[UPS] RE: uni- and multi-disciplinary settings on ePrints
Tue, 27 Jun 2000 13:04:44 +0100 (BST)
Carl's technical wisdom is most welcome. I repeat, the generic
archive-level subject categorization (partition) is meant to be
a "satisficing" approximation, not an exact and final classification.
The question is (in "minimalism-plus" terms) whether generic
open-archiving software is more likely to be useful and effective NOW
(in getting open archives to proliferate and fill) WITH or WITHOUT a
default, first-approximation set of subject-headers. I don't know the
answer for sure, but my guess is that it is better WITH.
The default subjects can be turned off, or replaced, if the
user/institution wishes (with the corresponding reduction in default
interoperability), but is there any advantage to not providing any
default minimal subject classification at all, for what is meant to be
generic open archive software for any and every discipline, right now?
[My own guess is that we are better off providing a default partition.]

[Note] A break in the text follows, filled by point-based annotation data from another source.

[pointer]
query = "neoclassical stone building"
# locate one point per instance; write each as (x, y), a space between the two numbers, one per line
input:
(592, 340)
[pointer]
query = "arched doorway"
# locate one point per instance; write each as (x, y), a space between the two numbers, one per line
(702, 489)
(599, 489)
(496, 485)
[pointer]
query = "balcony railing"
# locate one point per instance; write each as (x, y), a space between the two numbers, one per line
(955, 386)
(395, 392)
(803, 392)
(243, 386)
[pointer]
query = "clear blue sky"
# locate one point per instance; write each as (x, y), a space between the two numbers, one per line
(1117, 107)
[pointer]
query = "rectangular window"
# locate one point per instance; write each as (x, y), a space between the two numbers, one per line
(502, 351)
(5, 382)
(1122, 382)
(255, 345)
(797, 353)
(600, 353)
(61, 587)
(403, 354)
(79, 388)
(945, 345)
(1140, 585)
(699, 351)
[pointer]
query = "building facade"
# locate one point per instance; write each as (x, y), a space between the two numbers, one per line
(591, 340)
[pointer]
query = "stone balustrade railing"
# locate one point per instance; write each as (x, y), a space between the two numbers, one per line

Second, let us not forget that one extremely central function (though
not the only one) for institutional open archives will be
institutional-researcher SELF-archiving. For this, the optimal scenario
of an "information-specialist" doing the classification is not the
right model. There WILL be institutional and individual
SELF-classification for the subject matter of the papers in the
archives. Again, on a minimalism-plus philosophy, why withhold the
default partition, the possibility of turning it off, and the
possibility of adding to it -- just because an optimal means is not
within reach today?
Let authors/institutions self-archive, and self-classify their own
papers, and whatever shortfalls there are can be made up once the
archives achieve their primary and most important objective, which is
to proliferate and fill now!
I also like and admire Carl's philosophy of "virtual collections,"
providing different higher-level blends and compilations from the
overall corpus. But right now we are talking about the primary corpus
itself, and the default taxonomy it provides for self-describing
itself. Let us not (in the interests of "absolute minimalism") mute its
self-describing vocabulary because it is not optimal, and wait for
meta-level collections and services to furnish it instead; as a
compromise, the self-description fields can always be ignored by the
higher-level collection. But let there be a default set now.

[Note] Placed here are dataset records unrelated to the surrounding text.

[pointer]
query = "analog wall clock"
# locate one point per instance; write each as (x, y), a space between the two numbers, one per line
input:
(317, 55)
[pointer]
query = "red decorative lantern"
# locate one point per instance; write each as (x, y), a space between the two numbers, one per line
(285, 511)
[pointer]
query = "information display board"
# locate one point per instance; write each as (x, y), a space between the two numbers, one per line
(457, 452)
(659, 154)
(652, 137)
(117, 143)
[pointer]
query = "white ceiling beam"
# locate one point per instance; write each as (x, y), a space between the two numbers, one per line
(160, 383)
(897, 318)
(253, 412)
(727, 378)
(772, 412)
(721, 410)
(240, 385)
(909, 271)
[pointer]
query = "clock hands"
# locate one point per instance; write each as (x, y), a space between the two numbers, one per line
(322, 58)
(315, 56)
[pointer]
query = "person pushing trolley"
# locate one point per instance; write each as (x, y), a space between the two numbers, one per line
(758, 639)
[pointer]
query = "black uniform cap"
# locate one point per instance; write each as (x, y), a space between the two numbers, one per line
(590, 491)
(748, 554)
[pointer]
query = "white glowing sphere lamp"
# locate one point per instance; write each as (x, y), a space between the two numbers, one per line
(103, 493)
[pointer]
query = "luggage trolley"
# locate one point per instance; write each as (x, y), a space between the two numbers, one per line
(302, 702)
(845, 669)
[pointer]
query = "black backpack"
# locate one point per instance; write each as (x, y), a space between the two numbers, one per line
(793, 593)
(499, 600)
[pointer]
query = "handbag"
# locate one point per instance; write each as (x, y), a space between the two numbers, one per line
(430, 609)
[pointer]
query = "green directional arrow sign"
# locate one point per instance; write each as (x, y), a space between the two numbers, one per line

The mother of all "collections" is the super-set of primary open
archives itself. That generic set is what we are trying to create,
using a "minimalism-plus" philosophy, avoiding both the Scylla of
Absolute Minimalism (offering less functionality than is feasible
today) and the Charybdis of Optimalism (which means holding back from
open archiving today, to await the ideal implementation some day).
On Tue, 27 Jun 2000, Carl Lagoze wrote:
> I have to jump in and say that IMHO there is a mistaken focus on
> partitions as the proper means of segmenting up the information space
> (of eprint archives, of OAI, of anything).
> First, a little history which I meant to say in San Antonio but never
> got around to it. The idea of partitions was a direct result of the
> beginning of our (NCSTRL) collaboratioin with LANL a few years ago. At
> that point (and still has) LANL had this, in my opinion, somewhat
> misguided and non-scalable legacy notion of fixed partitions in its
> archive. They wanted to make these partitions visible at the protocol
> level and thus was born the notio of repository parititions in Dienst.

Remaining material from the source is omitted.